Communicative efficiency has been a prominent theme in linguistics and cognitive science. There is plenty of evidence showing that language users try to communicate efficiently, saving time and effort while making sure that they transfer the intended message successfully. Examples of efficient linguistic behaviour include the negative correlation between the length of referential expressions and accessibility of their referents, omission of unimportant or predictable arguments, phonological reduction of predictable units, Zipf’s law of abbreviation, minimization of domains and syntactic dependencies, and many, many others. In my talk I will demonstrate that all these examples boil down to several fundamental principles of efficient communication. I will also discuss how those principles manifest themselves in communicative behaviour beyond natural spoken languages, namely, in natural sign languages, animal communication, constructed languages, non-linguistic symbols and artistic forms. I will argue that despite huge differences, efficiency is a fundamental factor shaping up the communicative practices of living and imaginary beings.

Panelists

Prof. Dr. Laurent Prévot  (CEFC, CNRS & MEAE

Professor Laurent Prévot is a professor in Language Sciences at Aix Marseille Université at LPL (CNRS & AMU) in France and a junior member of the Institut Universitaire de France (IUF) and currently an affiliated researcher at the CEFC Taipei, Academia Sinica thanks to a research leave funded by CNRS. His specialties lie in linguistics, focusing particularly on semantic and pragmatic questions, as well as Natural Language Processing (NLP). Prof. Prévot’s work involves the innovative use of NLP techniques on conversational data, encompassing collaborative efforts across linguistics, neuroscience, and computer science, advancing the understanding of language processing and interaction. 
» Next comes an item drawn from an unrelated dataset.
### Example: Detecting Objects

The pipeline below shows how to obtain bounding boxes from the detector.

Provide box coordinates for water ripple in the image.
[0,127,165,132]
Prof. Dr. Hin-Tat Cheung  (Asia University, Taiwan )

Professor Hin-Tat Cheung is the Chair Professor at the Department of Audiology and Speech-Language Pathology at Asia University, Taiwan. His expertise spans child language development and various linguistic disorders. A former President of the Linguistics Society of Taiwan, Prof. Cheung has a significant impact on both theoretical and applied linguistics, notably in bilingualism and education. His work often intersects with developmental language research, and has yielded a wealth of publications, particularly focusing on the syntactic abilities in Mandarin-speaking children and the intersection of vocabulary and grammar in developmental language disorders. 


Prof. Dr. Shu-Kai Hsieh  (NTU, Taiwan ) 

Professor Shu-Kai Hsieh is a Professor at the Graduate Institute of Linguistics at National Taiwan University. His research interests span corpus and computational linguistics, lexical semantics, morphology, as well as linguistic philosophy and cognition and language, exploring the complexities of language, but also intersect with the latest in digital humanities and linguistic technology. His scholarly trajectory has been marked by numerous publications and prominent positions at numerous prestigious institutions. Prof. Hsieh is the founder of Taiwan Olympiad in Linguistics (TOL), and serves as the team leader and head coach of the Taiwanese national teams for International Olympiad in Linguistics (IOL).